In Tennessee, an NBC News/Marist poll found Rep. Marsha Blackburn ahead of Democratic rival and former governor Phil Bredesen by 5 points, rebounding from an earlier survey putting Bredesen ahead by a hair.

“I’m fighting for five things: faith, family, freedom, hope and opportunity,” she said on Fox News Radio’s “Todd Starnes Show” on Monday.

Bredesen bucked his party by announcing in October he would support now-Supreme Court Justice Brett Kavanaugh. "Obviously, I need to have independents and Republican votes to be elected in this state, but I'm certainly not ignoring Democrats," Bredesen told The Tennessean. "This is a campaign of inches, not feet and yards, and I need to get the votes wherever they are."
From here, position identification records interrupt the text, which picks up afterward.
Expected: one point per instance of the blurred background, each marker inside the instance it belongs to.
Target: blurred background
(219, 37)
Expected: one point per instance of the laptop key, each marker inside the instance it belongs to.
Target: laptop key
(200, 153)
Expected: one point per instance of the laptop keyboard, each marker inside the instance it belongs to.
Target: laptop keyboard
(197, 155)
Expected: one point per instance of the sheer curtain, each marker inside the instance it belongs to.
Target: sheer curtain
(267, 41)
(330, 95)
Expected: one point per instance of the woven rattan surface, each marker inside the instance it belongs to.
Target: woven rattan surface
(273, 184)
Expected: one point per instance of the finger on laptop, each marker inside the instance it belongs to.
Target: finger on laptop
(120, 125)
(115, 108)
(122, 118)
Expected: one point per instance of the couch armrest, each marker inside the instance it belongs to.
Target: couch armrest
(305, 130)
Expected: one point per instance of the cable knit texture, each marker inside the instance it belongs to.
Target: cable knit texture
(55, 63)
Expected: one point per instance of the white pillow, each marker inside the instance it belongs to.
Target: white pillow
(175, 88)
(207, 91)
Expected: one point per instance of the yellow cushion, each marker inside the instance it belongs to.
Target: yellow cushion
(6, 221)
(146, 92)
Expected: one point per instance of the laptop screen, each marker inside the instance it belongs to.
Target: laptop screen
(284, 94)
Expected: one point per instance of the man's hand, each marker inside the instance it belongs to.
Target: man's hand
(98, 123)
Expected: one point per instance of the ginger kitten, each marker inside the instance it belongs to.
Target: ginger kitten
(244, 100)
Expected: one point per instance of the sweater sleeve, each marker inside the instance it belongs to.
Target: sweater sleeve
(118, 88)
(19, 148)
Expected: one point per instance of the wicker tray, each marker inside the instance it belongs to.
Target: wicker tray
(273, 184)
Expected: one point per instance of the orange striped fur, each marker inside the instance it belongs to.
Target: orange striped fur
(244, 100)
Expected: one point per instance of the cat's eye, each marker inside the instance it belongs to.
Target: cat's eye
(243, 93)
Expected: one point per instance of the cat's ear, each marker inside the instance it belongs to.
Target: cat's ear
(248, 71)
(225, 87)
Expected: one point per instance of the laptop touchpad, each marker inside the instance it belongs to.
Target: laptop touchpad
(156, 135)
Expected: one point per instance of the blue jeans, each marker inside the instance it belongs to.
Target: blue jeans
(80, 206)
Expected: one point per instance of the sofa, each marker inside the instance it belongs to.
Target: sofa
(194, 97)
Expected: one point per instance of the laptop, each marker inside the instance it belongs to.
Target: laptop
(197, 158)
While a Vanderbilt University poll earlier this month showed Bredesen up by 1 point, the latest poll has Blackburn ahead 51-46 percent. It's another sign that pop star Taylor Swift's endorsement of the Democrat may have had limited impact. However, Republicans may be concerned their lead isn't bigger considering the voter makeup -- the NBC poll’s sample shows that 43 percent of likely voters identify as Republicans, but just 27 percent identify as Democrats. President Trump is due to visit the state on Sunday.
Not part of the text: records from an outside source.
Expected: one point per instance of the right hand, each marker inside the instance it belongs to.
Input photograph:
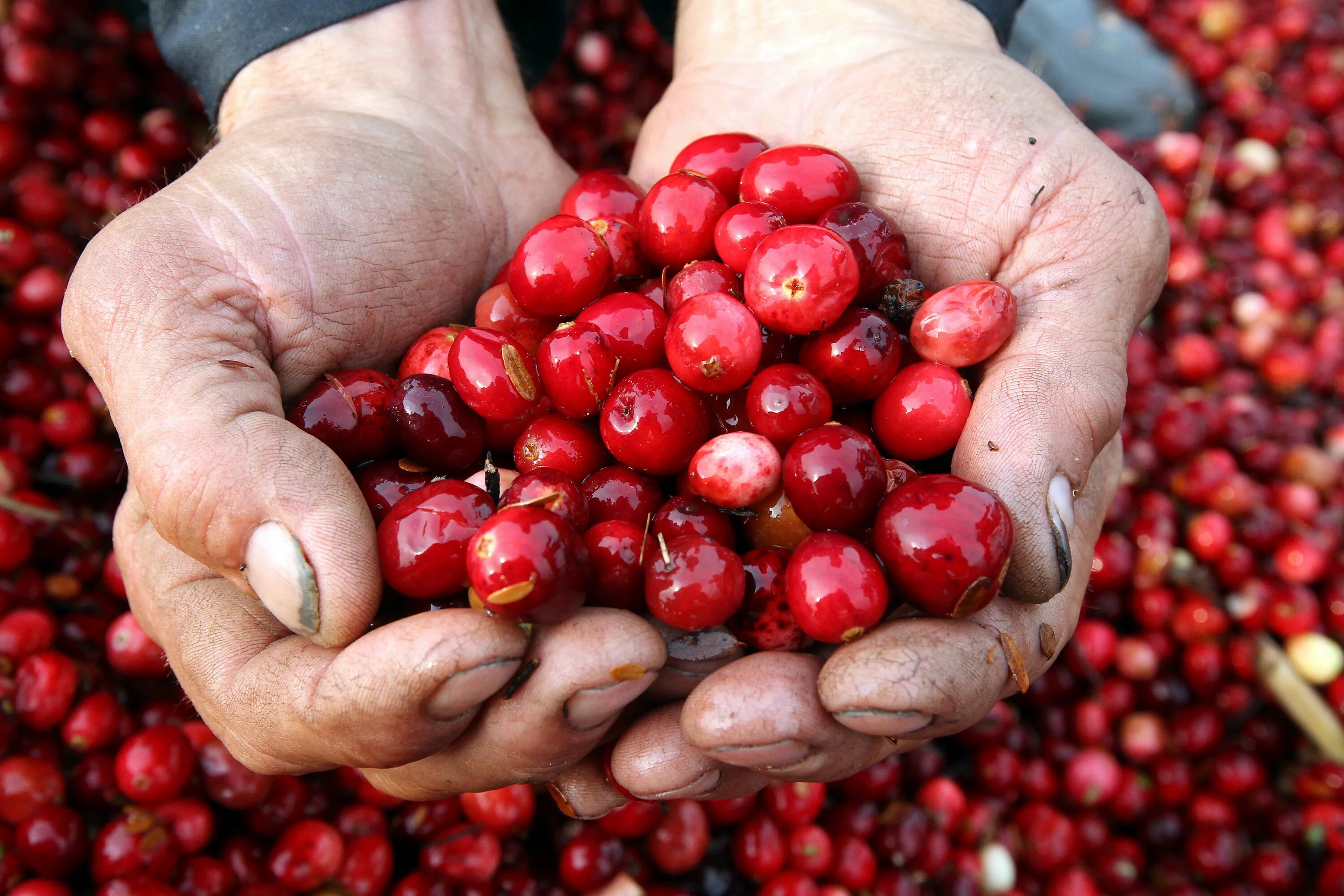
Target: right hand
(369, 181)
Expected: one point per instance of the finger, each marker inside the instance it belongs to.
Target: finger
(580, 676)
(1053, 398)
(654, 761)
(181, 355)
(762, 712)
(926, 677)
(284, 704)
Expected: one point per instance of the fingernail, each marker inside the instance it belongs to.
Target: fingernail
(775, 755)
(560, 800)
(1060, 503)
(702, 785)
(592, 707)
(281, 577)
(885, 723)
(470, 687)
"We knew from the get-go it was going to be tight, this is his fourth state-wide race and this is my first," Blackburn said on Fox News' "America's Newsroom" Tuesday.

Meanwhile in Arizona, despite a host of controversies hitting Sinema, an NBC News/Marist poll shows her leading Republican Martha McSally by 6 points in a head-to-head contest. That race, however, tightens when Green Party candidate Angela Green is included in polling. At that point, Sinema’s lead shrinks to 3 points -- within the margin of error.
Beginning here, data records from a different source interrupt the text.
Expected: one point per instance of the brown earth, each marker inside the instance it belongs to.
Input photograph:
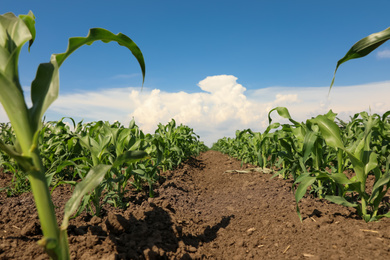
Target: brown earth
(201, 212)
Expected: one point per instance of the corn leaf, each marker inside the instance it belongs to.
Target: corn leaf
(341, 201)
(93, 178)
(363, 48)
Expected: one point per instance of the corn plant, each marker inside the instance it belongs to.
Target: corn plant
(27, 121)
(364, 161)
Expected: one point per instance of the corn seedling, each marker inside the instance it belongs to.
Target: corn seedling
(27, 121)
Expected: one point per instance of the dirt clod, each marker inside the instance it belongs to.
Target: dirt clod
(202, 212)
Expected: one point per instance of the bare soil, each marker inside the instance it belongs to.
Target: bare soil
(201, 212)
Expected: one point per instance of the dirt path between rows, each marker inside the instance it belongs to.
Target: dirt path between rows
(202, 212)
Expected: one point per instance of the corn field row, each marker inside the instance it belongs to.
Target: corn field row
(318, 154)
(68, 154)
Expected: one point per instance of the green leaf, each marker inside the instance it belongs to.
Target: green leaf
(330, 131)
(363, 48)
(29, 20)
(283, 112)
(99, 34)
(130, 157)
(305, 181)
(378, 186)
(90, 182)
(341, 201)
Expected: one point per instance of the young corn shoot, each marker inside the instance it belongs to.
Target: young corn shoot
(27, 122)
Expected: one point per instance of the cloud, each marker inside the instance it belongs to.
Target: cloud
(385, 54)
(220, 107)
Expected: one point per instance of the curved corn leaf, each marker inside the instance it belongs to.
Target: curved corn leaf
(14, 33)
(305, 181)
(283, 112)
(99, 34)
(330, 131)
(341, 201)
(93, 178)
(45, 87)
(363, 48)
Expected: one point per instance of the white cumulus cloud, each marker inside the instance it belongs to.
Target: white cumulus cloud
(219, 108)
(385, 54)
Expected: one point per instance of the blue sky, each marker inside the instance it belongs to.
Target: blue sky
(266, 53)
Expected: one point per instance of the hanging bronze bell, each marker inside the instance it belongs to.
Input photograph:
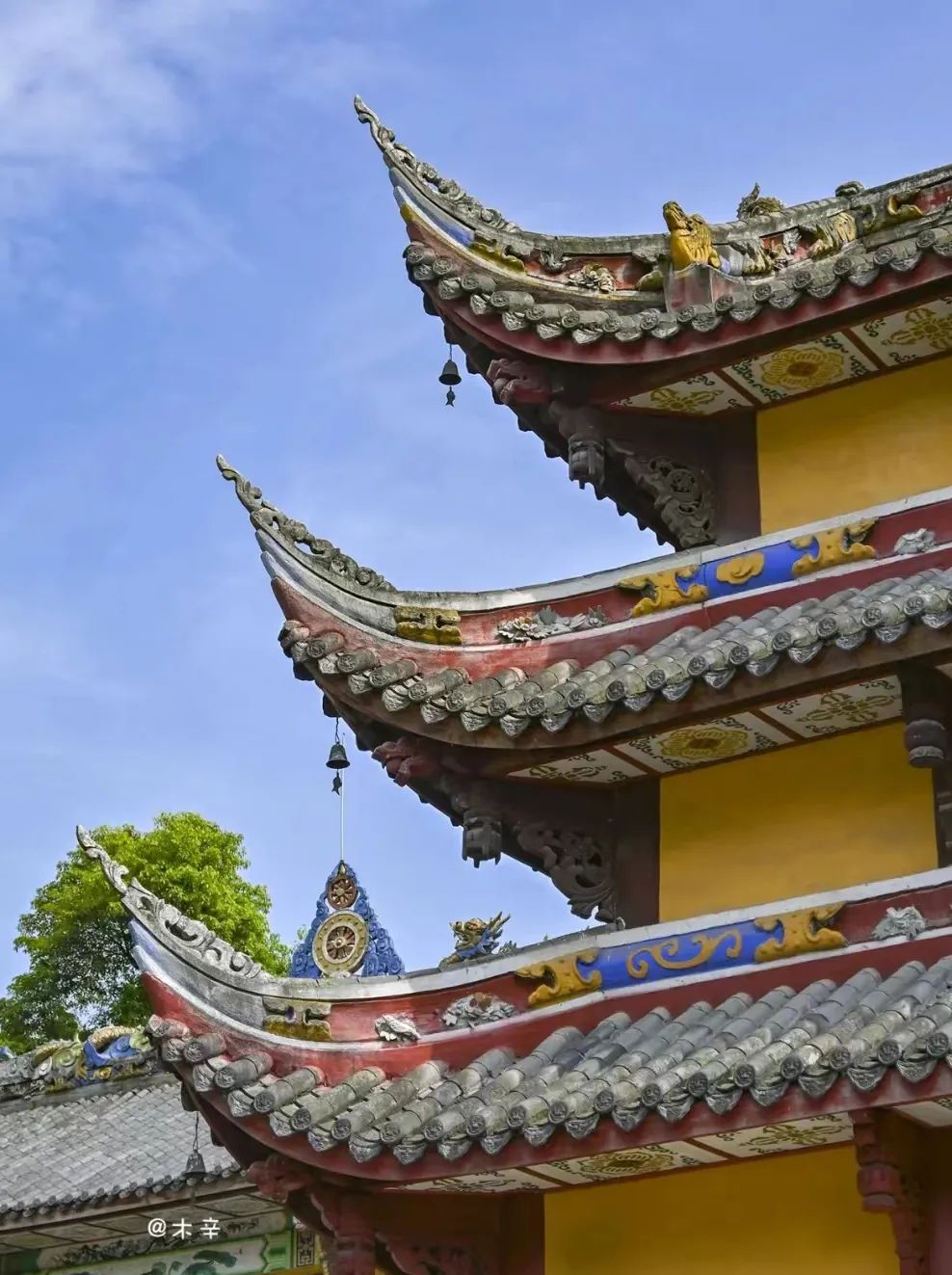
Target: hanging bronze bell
(450, 374)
Sinema, who is running as a moderate Democrat in the red state, has been plagued by a series of controversies over comments she made in her days as a left-wing activist -- including saying that she didn’t care if an American joined the Taliban. McSally has seized on those remarks, accusing her of supporting treason, and has contrasted it with her own service as a fighter pilot after 9/11.

MARTHA MCSALLY ACCUSES KYRSTEN SINEMA OF SUPPORTING 'TREASON' IN FIERY ARIZONA SENATE DEBATE

Also in the West, Nevada Republican Sen. Dean Heller continues to hold a slim lead over Democratic challenger Jacky Rosen. An Emerson poll this month showed Heller ahead by 7 points, while the Real Clear Politics average of polls shows him ahead by 1.7 percent. Heller was given a boost by a recent visit to the state by Trump, who backed Heller and labeled Rosen “wacky Jacky.”

In Texas, a CBS11/Dixie Strategies poll also put Sen. Ted Cruz ahead of well-funded Democratic challenger Beto O’Rourke by 10 points -- a day after a Quinnipiac poll showed Cruz ahead by 5,

The Fox News Power Rankings puts 50 Senate seats in the Republican column (including those likely or leaning Republican, and GOP seats not up for election this year), and 45 in the Democratic column. Five races are marked as "toss-ups."

On the House side, the Real Clear Politics map shows 204 House seats tilting Democratic, and 199 tilting Republican, with 32 in the “toss-up” column. Fox News’ Power Rankings similarly puts the split at 207 seats for Democrats and 199 for Republicans, and the rest up in the air. It takes 218 seats to claim a majority.